Husband, who did not want the divorce, responded by reminding wife that this was the way they had ALWAYS handled their finances. In the past, wife who was a very busy executive, had resisted dealing with their finances. He went on to belittle her by reminding her of the filing process that he had always used, where records were stored and suggesting that she wasn’t competent to manage their finances, so she should continue to leave them to him.
I was struck by the futility of the exchange.
Divorce is always hard, particularly for the party who is being left. It is also difficult for the one who is leaving. Though there are a lot of divorce books, every case is unique and requires each party to be sensitive to the needs of the other to build a relationship where both parties can work on common issues in the future. Resisting the inevitable change that comes with divorce is an ineffective way to handle the situation. The parties will grow further apart and want more privacy. The trust that once permitted one spouse to endorse joint checks or checks payable to the other spouse without making the spouse to whom the checks were payable part of the process, no longer exists.
This is a difficult time for the parties. Those couples who have children or complex financial situations will need to work together in the future and show each other respect. To make this transition, one party must notify the other when the process by which they wish to handle their affairs needs to change. The other party needs to listen and accept the wishes of their spouse. Perhaps the parties need to negotiate the time-line and the steps that must be taken to accomplish the greater separation between them. The spouse who is being asked to change needs to voice his/her concerns about such changes, such as fear that there won’t be enough money available to run the household, buy things for the children, etc.

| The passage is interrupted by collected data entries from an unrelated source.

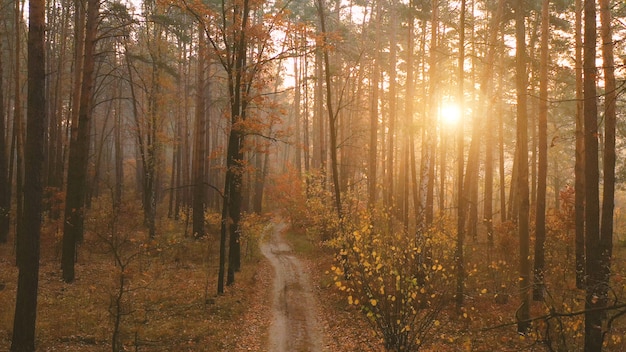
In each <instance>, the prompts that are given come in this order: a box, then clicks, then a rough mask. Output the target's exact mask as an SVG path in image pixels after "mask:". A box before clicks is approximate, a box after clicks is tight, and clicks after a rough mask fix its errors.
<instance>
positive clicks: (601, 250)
mask: <svg viewBox="0 0 626 352" xmlns="http://www.w3.org/2000/svg"><path fill="white" fill-rule="evenodd" d="M610 6H611V4H610V2H609V1H608V0H600V25H601V28H600V32H601V36H602V60H603V62H604V64H603V65H602V66H603V68H604V82H605V89H606V91H605V95H604V153H603V172H602V175H603V176H604V179H603V182H602V185H603V188H602V218H601V223H600V260H599V262H600V272H601V273H602V275H601V277H600V280H601V281H600V295H601V296H600V298H601V302H600V303H601V304H602V305H606V304H607V299H608V289H609V279H610V274H611V258H612V255H613V212H614V208H615V157H616V156H615V129H616V103H617V84H616V80H615V59H614V53H613V48H614V44H613V28H612V24H611V22H612V15H611V7H610Z"/></svg>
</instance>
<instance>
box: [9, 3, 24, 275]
mask: <svg viewBox="0 0 626 352" xmlns="http://www.w3.org/2000/svg"><path fill="white" fill-rule="evenodd" d="M22 15H23V11H22V8H21V7H20V1H15V17H14V18H15V22H14V25H15V53H14V54H15V56H14V59H15V62H14V67H15V77H14V98H13V99H14V104H13V141H12V142H11V144H12V145H11V156H12V157H13V155H14V156H15V168H16V170H15V228H16V231H15V247H16V249H17V251H16V253H17V255H16V263H17V265H18V266H19V265H20V262H21V254H20V253H22V252H21V251H20V246H21V243H22V239H21V238H20V233H22V230H21V227H22V208H23V206H22V204H23V201H24V194H23V185H24V181H23V177H24V165H23V163H24V149H23V148H24V140H23V136H24V126H23V125H24V123H23V121H22V120H23V117H22V93H21V92H22V89H21V80H20V74H21V69H20V67H21V61H22V56H21V50H22V49H21V42H22V37H21V34H20V33H21V31H20V28H21V27H22V26H21V24H22V20H21V19H22V17H23V16H22ZM10 164H12V165H13V164H14V163H12V162H10ZM12 170H13V167H12V166H11V167H9V174H10V175H12V174H13V173H12ZM9 184H10V185H11V184H13V182H12V177H11V176H9Z"/></svg>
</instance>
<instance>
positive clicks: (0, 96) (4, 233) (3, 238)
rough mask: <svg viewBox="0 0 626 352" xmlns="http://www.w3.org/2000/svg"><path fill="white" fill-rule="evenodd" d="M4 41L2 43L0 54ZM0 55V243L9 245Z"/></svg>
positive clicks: (8, 233)
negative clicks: (3, 42) (8, 237)
mask: <svg viewBox="0 0 626 352" xmlns="http://www.w3.org/2000/svg"><path fill="white" fill-rule="evenodd" d="M1 52H2V41H0V53H1ZM2 64H3V62H2V55H0V243H7V240H8V237H9V223H10V212H9V211H10V204H9V201H10V199H9V194H10V193H9V188H10V187H11V185H9V183H8V173H9V170H8V168H9V165H8V162H7V145H6V138H5V137H6V125H7V121H6V116H5V112H6V111H5V109H4V71H3V65H2Z"/></svg>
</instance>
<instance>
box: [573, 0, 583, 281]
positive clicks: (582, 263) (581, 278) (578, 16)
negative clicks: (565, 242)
mask: <svg viewBox="0 0 626 352" xmlns="http://www.w3.org/2000/svg"><path fill="white" fill-rule="evenodd" d="M582 12H583V0H576V25H575V31H576V33H575V34H574V35H575V37H576V67H575V71H576V163H575V165H574V176H575V181H574V182H575V183H574V191H575V194H574V231H575V243H576V248H575V252H576V287H577V288H579V289H583V288H584V287H585V138H584V136H585V133H584V128H585V119H584V116H585V115H584V111H583V109H584V100H583V56H582V50H583V41H582Z"/></svg>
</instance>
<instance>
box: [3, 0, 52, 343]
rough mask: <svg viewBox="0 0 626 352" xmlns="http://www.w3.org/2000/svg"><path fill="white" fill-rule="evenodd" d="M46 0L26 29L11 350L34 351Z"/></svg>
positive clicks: (40, 187)
mask: <svg viewBox="0 0 626 352" xmlns="http://www.w3.org/2000/svg"><path fill="white" fill-rule="evenodd" d="M45 8H46V4H45V0H30V2H29V11H28V18H29V30H28V102H27V104H28V105H27V106H28V113H27V136H26V150H25V159H26V160H27V163H26V173H25V180H24V190H25V194H24V218H23V220H24V223H23V226H22V227H21V231H23V232H22V233H20V234H18V236H19V237H20V238H21V240H22V242H21V246H20V248H19V250H20V251H21V252H22V253H21V254H20V257H21V259H22V260H21V262H20V267H19V275H18V279H17V296H16V302H15V319H14V322H13V338H12V342H11V352H34V351H35V322H36V320H37V291H38V286H39V250H40V247H39V238H40V233H41V213H42V204H41V200H42V194H43V182H42V171H43V160H44V135H45V121H46V101H45V87H46V72H45V67H46V65H45V53H44V52H45V49H44V40H45V39H44V38H45Z"/></svg>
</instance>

The parties need to understand these changes must be made. They can only be made when they accept requests for change and work together to devise a plan to accomplish this. Some people will need the help of their attorneys. A mediator can also help them reason through the needed changes, help them develop a plan and a time line for accomplishing the changes.
Then they will both feel as though they had some input into determining their future, which will happen, with or without the cooperation of one or both spouses.